Plasma apolipoprotein changes in the triglyceride-rich lipoprotein fraction of human subjects fed a fat-rich meal

Abstract

Twenty two subjects (9 males, 13 females) were fed a fat-rich meal (1 g of fat/kg body weight). Triglyceride-rich lipoproteins (TRL) were isolated by ultracentrifugation (d less than 1.006 g/ml) from blood drawn 0, 3, 6, 9, and 12 hr after the meal. Plasma triglyceride increased then decreased postprandially, while plasma apoA-I and apoB concentrations decreased. TRL triglyceride, TRL total protein, and TRL apoB concentrations all increased then decreased after the fat-rich meal.
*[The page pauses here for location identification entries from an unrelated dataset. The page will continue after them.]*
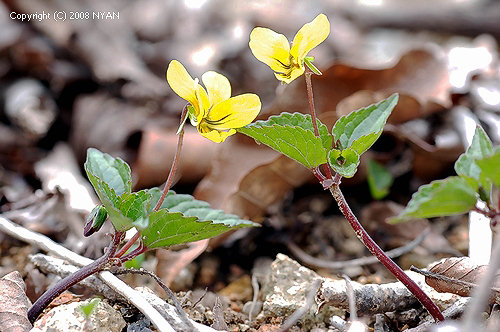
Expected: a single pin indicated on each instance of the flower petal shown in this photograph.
(309, 36)
(181, 82)
(291, 75)
(218, 87)
(217, 136)
(235, 112)
(271, 48)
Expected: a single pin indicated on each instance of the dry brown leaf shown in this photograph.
(420, 77)
(246, 178)
(170, 263)
(459, 275)
(157, 150)
(14, 304)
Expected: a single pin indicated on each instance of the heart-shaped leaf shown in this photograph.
(293, 135)
(182, 219)
(360, 129)
(453, 195)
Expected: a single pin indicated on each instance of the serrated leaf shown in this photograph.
(182, 219)
(344, 162)
(489, 167)
(453, 195)
(293, 136)
(169, 228)
(379, 179)
(111, 180)
(113, 171)
(480, 147)
(360, 129)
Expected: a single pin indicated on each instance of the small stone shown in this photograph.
(256, 309)
(69, 317)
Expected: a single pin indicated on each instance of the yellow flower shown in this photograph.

Postprandial rise in plasma triglyceride was significantly correlated with fasting plasma triglyceride levels (r = 0.66, P less than 0.001); postprandial rise in TRL triglyceride was significantly correlated with fasting TRL triglyceride levels (r = 0.58, P less than 0.01); postprandial rise in TRL apoB was not, however, significantly correlated with fasting TRL apoB levels (r = 0.37, N.S.). TRL apolipoproteins were separated by polyacrylamide gradient (4-22.5%) gel electrophoresis and protein bands were scanned in two dimensions with a laser densitometer. Relative postprandial changes in the concentration of the TRL apolipoproteins were determined. TRL apoB-100, apoB-48, apoE, and apoC increased then decreased postprandially. The increase in TRL apoB-100 after the fat-rich meal was confirmed in 8 subjects by direct measurement of apoB-100 with a monoclonal antibody ELISA assay. ApoA-I concentration in TRL was unchanged. Albumin in the TRL fraction was significantly increased 12 hr after the meal. Subjects with a greater magnitude of postprandial triglyceridemia had a greater increase in TRL triglyceride and TRL apoB, but their TRL apoB-100/apoB-48 ratios were not different from subjects with less pronounced triglyceridemia. Assuming that plasma TRL containing apoB-100 are predominantly derived from the liver, our data suggest that triglyceride-rich lipoproteins from both the liver and intestine make a significant contribution to postprandial triglyceridemia.